La cour rappelle que la première revendication des attentats perpétrés en France par l’État islamique dès le 14 novembre 2015 a fait précisément état de « huit frères (alors qu’à ce stade seuls sept sont décédés) porteurs de ceintures d’explosifs et armés de fusil d’assaut » ayant « pris pour cibles des endroits choisis minutieusement, et cite expressément le Stade de France, le Bataclan et d’autres cibles dans les Xe, XIe et XVIIIe arrondissements, et ce simultanément ». « Cette revendication nécessairement préparée à l’avance traduit le projet d’attentats concertés dont l’un devait manifestement avoir lieu dans le XVIIIe arrondissement où Salah Abdeslam a donc abandonné son véhicule et en est descendu muni de sa ceinture explosive, avant de l’abandonner pour cause de dysfonctionnement », tranche la cour.
Concernant « la connaissance par Salah Abdeslam » du « plan coordonné des attaques terroristes projetées en France », l’exploitation de l’ordinateur de la cellule belge d’un dossier établit de manière incontestable, que le dossier « 13 novembre » a été créé le 7 novembre 2015, et qu’il fait déjà apparaître cinq groupes constitués – le groupe des terrasses (Omar), le groupe du Bataclan (les Français), le groupe du Stade de France (les Irakiens).
« Il s’ensuit qu’à la date du 12 novembre 2015, lorsque Salah Abdeslam prétend accepter sa mission attentat suicide confiée par Abdelhamid Abaaoud, le plan concerté et coordonné des attaques terroristes est parfaitement établi et nécessairement discuté pendant les 10 heures passées dans la cache de Charleroi, et durant tout le trajet jusqu’en région parisienne. »
Le cloisonnement au sein de la cellule invoqué par différents avocats de la défense n’est pas crédible à ce stade avancé de l'opération, selon la cour.
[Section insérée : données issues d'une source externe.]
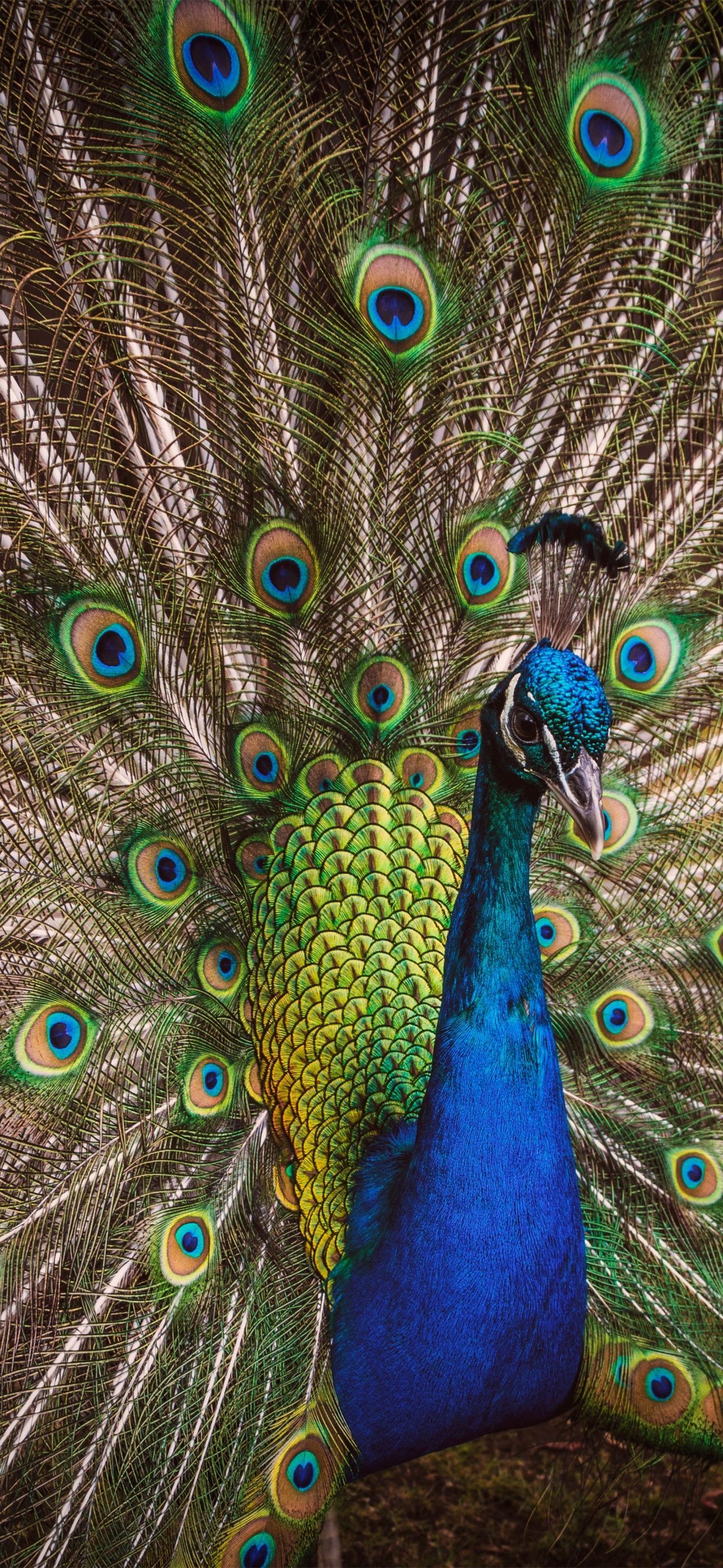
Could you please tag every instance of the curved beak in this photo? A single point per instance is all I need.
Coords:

La coordination des attaques le montre aussi.
« Cette coordination est également vérifiable au travers de la téléphonie dès lors que la procédure révèle que les coordinateurs restés en Belgique ont eu recours à six lignes téléphoniques distinctes, toutes activées le 11 novembre mais à chaque fois en contact avec une seule ligne téléphonique utilisée par les auteurs des attentats de Paris, avec recours à un numéro d’appel spécifique pour chaque jour. »
Selon la cour, « une telle organisation n’a pu être improvisée », « et la distribution des puces ou téléphones confiés aux auteurs des attentats, toutes activées le 11 ou 12 novembre avant leur départ de Belgique, comme le mode opératoire gage d’étanchéité entre les remontées d’informations aux coordonnateurs restés en Belgique ont nécessairement été explicités aux auteurs avant qu’ils ne quittent la planque de Charleroi et la Belgique ».
« Ceci est totalement contraire aux déclarations de Salah Abdeslam selon lesquelles il n’aurait été au courant ni des cibles ni des modes opératoires, alors même que les occupants de la Clio qu’il conduisait étaient munis d’un téléphone dédié et devaient nécessairement remonter les informations au coordinateur belge, et ce d’autant plus que ce véhicule ouvrait la route, les deux autres véhicules transportant notamment les armes, munitions et gilets explosifs les suivant. »
Dès lors, ayant participé à ce plan d’attaques concerté et simultané, plan se traduisant par des meurtres et tentatives de meurtres au moyen d’armes de guerre et de gilets explosifs, moyens dont il avait toute connaissance, « Salah Abdeslam doit être considéré comme coauteur de l’ensemble de ces crimes commis à Paris et Saint-Denis les 13 et 14 novembre 2015, s’agissant d’une scène unique de crime », a conclu la cour d’assises.